听起来很混乱,但这是描述我的问题的最好方法。
如何将df1 / col5字符与xts2的一个标头匹配?
我已经搜索了很长时间,但是没有找到任何解决方案。
df1看起来像这样:
MKZ Elbekilometer MNW91-2010 Fix Pegel Distanz_Pegel_m
1 43420072 178.2 70.70 70.37300 Torgau 18816.2011
2 43435074 172.0 72.09 71.81900 Torgau 11926.9932
3 43435084 177.0 70.93 70.61100 Torgau 15620.9210
4 43435086 171.8 72.14 71.87100 Torgau 11478.2310
5 44425470 172.2 72.05 71.76767 Torgau 17400.7983
6 44425476 172.2 72.05 71.76767 Torgau 14448.9073
7 45426142 154.0 75.91 75.72300 Torgau 21065.9449
8 45440655 125.4 84.18 83.94567 Riesa 17019.6066
9 46431146 117.0 87.17 87.04500 Riesa 23594.2523
10 46440130 116.0 87.45 87.32600 Riesa 10471.5078
MKZ应该是列表中每个新时间序列的名称。 Dependig字符在Pegel中给出,它适合xts2的列名,如下所示:
Schöna Pirna Dresden Meißen Riesa Torgau
1980-01-01 119.583 110.576 105.742 98.522 92.036 79.038
1980-01-02 119.523 111.426 105.652 98.412 91.926 78.908
1980-01-03 119.413 111.316 105.592 98.362 91.876 78.848
1980-01-04 119.123 111.126 105.382 98.222 91.756 78.748
1980-01-05 119.103 110.956 105.282 98.032 91.536 78.488
1980-01-06 118.823 110.786 105.062 97.802 91.396 78.348
1980-01-07 118.783 110.726 104.972 97.722 91.276 78.128
1980-01-08 118.923 110.866 105.102 97.852 91.336 78.088
最后它将看起来像这样:
data<-list()
data[[1]]
file[1] <- 43420072
Torgau newcol
1980-01-01 79.038 79.038+df1/col3
1980-01-02 78.908 78.908+df1/col3
1980-01-03 78.848 78.848+df1/col3
1980-01-04 78.748 78.748+df1/col3
1980-01-05 78.488 78.488+df1/col3
1980-01-06 78.348 78.348+df1/col3
1980-01-07 78.128 78.128+df1/col3
1980-01-08 78.088 78.088+df1/col3
更新
基本上,该答案对于所有基于PegelSchöna的时间序列都适用。 我的代码现在看起来像这样:
library(dplyr)
library(tidyr)
library(tibble)
pegeluntereinander <- Pegelganglinien %>%
rownames_to_column('date') %>%
gather('Pegel','value', -date)
zus <- pegeluntereinander %>%
left_join(Werte) %>% #WITHOUT running df1 %>% filter(MKZ == 43420072)

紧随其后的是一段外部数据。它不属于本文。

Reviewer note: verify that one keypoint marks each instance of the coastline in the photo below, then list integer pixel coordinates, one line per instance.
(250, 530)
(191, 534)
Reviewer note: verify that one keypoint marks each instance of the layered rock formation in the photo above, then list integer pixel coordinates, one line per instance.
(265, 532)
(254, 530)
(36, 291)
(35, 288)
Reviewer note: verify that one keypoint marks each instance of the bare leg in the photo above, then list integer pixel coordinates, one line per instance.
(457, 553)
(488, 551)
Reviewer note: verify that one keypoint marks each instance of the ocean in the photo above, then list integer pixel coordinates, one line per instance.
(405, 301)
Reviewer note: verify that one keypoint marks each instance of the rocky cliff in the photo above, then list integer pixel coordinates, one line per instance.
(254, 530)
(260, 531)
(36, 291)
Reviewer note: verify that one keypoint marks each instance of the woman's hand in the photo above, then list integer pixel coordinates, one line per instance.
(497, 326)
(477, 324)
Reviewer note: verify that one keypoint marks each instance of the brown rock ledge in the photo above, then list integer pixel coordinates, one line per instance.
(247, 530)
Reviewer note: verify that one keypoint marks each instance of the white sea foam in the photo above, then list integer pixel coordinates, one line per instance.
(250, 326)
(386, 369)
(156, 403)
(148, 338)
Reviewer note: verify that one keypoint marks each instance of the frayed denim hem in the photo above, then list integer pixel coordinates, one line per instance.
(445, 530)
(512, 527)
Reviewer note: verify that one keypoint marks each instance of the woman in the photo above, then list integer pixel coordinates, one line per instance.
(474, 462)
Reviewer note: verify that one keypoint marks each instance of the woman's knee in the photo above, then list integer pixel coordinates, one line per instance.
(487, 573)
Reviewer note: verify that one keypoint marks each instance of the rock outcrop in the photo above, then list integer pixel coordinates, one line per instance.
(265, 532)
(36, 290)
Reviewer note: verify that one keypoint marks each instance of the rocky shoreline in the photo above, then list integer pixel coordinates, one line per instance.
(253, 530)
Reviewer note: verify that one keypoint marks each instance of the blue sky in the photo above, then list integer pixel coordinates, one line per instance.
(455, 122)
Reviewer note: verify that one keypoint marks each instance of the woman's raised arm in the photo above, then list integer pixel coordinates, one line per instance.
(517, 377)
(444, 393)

select(date, Pegel, value, MKZ, `MNW91.2010`) %>% #Added MKZ as column for clarity
mutate(new.col = value + `MNW91.2010`)
files<-Werte$MKZ
workspace<-...
for (i in 1:length(files)){
filename<-Werte[i,][1,1]
zeilen<-which(zus$MKZ==filename)
mkz<-new.df[zeilen, ]
filename<-as.character(filename)
dateinamen_csv=paste(filename, "csv", sep = ".")
speicherpfad_inkl_namen=paste(workspace,dateinamen_csv, sep = "/")

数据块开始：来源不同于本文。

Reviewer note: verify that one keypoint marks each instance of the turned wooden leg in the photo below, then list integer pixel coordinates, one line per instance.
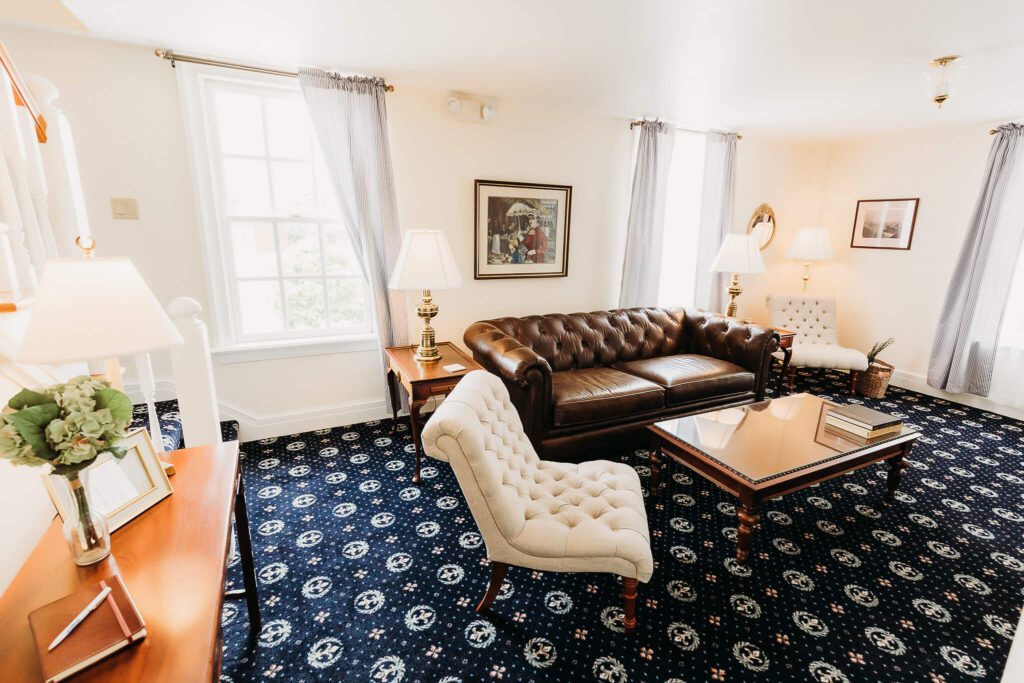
(896, 466)
(498, 570)
(417, 425)
(630, 603)
(748, 518)
(393, 391)
(655, 469)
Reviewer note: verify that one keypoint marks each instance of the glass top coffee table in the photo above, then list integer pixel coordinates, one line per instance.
(765, 450)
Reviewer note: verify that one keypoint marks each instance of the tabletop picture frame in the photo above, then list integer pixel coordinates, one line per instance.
(885, 223)
(121, 488)
(521, 229)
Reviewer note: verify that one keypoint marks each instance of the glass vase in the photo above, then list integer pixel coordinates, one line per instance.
(85, 527)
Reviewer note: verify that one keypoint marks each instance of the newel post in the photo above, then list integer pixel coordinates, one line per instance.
(194, 375)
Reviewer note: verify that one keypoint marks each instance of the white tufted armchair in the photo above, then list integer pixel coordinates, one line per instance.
(535, 513)
(816, 341)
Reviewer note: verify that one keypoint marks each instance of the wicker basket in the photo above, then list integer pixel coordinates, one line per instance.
(873, 381)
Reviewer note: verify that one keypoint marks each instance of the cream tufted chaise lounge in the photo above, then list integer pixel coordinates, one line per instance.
(535, 513)
(816, 342)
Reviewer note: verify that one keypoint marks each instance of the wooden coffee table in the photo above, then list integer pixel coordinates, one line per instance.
(765, 450)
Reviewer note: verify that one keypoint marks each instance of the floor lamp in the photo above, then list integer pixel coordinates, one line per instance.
(98, 308)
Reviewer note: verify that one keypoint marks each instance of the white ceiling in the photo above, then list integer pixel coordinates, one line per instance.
(793, 68)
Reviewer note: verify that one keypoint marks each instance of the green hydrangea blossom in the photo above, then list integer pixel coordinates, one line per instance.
(90, 419)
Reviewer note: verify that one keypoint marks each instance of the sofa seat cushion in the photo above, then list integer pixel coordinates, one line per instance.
(591, 394)
(688, 377)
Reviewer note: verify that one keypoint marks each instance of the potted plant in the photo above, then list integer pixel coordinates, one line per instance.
(875, 381)
(67, 427)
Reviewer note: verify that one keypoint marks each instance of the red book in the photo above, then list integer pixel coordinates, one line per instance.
(113, 626)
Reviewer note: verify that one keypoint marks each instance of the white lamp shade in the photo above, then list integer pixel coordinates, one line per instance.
(93, 308)
(738, 253)
(811, 244)
(425, 262)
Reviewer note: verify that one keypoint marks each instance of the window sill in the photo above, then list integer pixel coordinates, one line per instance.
(293, 348)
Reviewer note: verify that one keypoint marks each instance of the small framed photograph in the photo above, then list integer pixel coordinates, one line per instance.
(124, 488)
(884, 223)
(521, 230)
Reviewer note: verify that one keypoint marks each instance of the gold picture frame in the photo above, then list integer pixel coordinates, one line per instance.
(521, 229)
(121, 488)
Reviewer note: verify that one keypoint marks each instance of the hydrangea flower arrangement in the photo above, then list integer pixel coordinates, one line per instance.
(66, 426)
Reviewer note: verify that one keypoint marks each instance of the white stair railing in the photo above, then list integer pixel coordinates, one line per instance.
(194, 375)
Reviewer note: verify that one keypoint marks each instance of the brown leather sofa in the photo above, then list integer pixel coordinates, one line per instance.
(590, 382)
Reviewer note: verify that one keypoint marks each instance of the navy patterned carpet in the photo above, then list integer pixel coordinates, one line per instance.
(367, 577)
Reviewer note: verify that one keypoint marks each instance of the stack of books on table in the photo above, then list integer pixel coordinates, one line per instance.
(861, 424)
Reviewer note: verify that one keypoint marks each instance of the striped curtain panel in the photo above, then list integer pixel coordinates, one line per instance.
(716, 218)
(350, 120)
(966, 342)
(645, 227)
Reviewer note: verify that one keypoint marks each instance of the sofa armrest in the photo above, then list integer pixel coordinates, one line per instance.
(525, 374)
(750, 346)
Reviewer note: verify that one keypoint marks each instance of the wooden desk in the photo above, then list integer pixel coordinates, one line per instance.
(172, 559)
(423, 380)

write.csv(mkz, file = speicherpfad_inkl_namen, row.names = F)
}
不了解数据框的名称:
Werte=df1
Pegelganglinien=df2
pegeluntereinander=df2.new
zus=df.new
答案 0 :(得分:1)
1。加载数据
df1 <- read.table(text = ' MKZ Elbekilometer MNW91-2010 Fix Pegel Distanz_Pegel_m
1 43420072 178.2 70.70 70.37300 Torgau 18816.2011
2 43435074 172.0 72.09 71.81900 Torgau 11926.9932
3 43435084 177.0 70.93 70.61100 Torgau 15620.9210
4 43435086 171.8 72.14 71.87100 Torgau 11478.2310
5 44425470 172.2 72.05 71.76767 Torgau 17400.7983
6 44425476 172.2 72.05 71.76767 Torgau 14448.9073
7 45426142 154.0 75.91 75.72300 Torgau 21065.9449
8 45440655 125.4 84.18 83.94567 Riesa 17019.6066
9 46431146 117.0 87.17 87.04500 Riesa 23594.2523
10 46440130 116.0 87.45 87.32600 Riesa 10471.5078')
df2 <- read.table(text = ' Schöna Pirna Dresden Meißen Riesa Torgau
1980-01-01 119.583 110.576 105.742 98.522 92.036 79.038
1980-01-02 119.523 111.426 105.652 98.412 91.926 78.908
1980-01-03 119.413 111.316 105.592 98.362 91.876 78.848
1980-01-04 119.123 111.126 105.382 98.222 91.756 78.748
1980-01-05 119.103 110.956 105.282 98.032 91.536 78.488
1980-01-06 118.823 110.786 105.062 97.802 91.396 78.348
1980-01-07 118.783 110.726 104.972 97.722 91.276 78.128
1980-01-08 118.923 110.866 105.102 97.852 91.336 78.088')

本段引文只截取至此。